Face Swapping to protect privacy

FaceswapperFound these cool images and good article about how Google is working on protecting privacy in the StreetView and also keeping their projects "live"


After finding itself in hot water with privacy advocates, Google has
begun obscuring the faces of people in its Street View service, which
lets users of Google Maps zoom in to view street level images.

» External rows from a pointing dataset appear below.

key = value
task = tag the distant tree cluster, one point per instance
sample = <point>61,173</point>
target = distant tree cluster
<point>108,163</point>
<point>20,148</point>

But the
images look decidedly odd, with whole streets peopled by blurred faces.










It
needn't be this way, says Neeraj Kumar of Columbia University, New
York. Kumar and his colleagues have developed software that gives
everyone a face - just not their own. The software randomly selects
33,000 photos of faces from picture-sharing sites like Flickr.com, then
picks the most suitable faces for each person in shot. Only the eyes,
nose and mouth are used, resulting in a composite image of the two
people. "It matches subject pose, lighting conditions and image
resolution," says Kumar. "The selected faces are aligned to common 3D
coordinates, corrected for colour and lighting, and blended into the
target image."










The end result is a convincing face rather than a blur, although the team's images (pdf link here)
can be spooky, especially when people get features from the opposite
sex. What's more, the software works automatically. "Previous face
replacement software required manual assistance, much like editing an
image in Photoshop," says Kumar.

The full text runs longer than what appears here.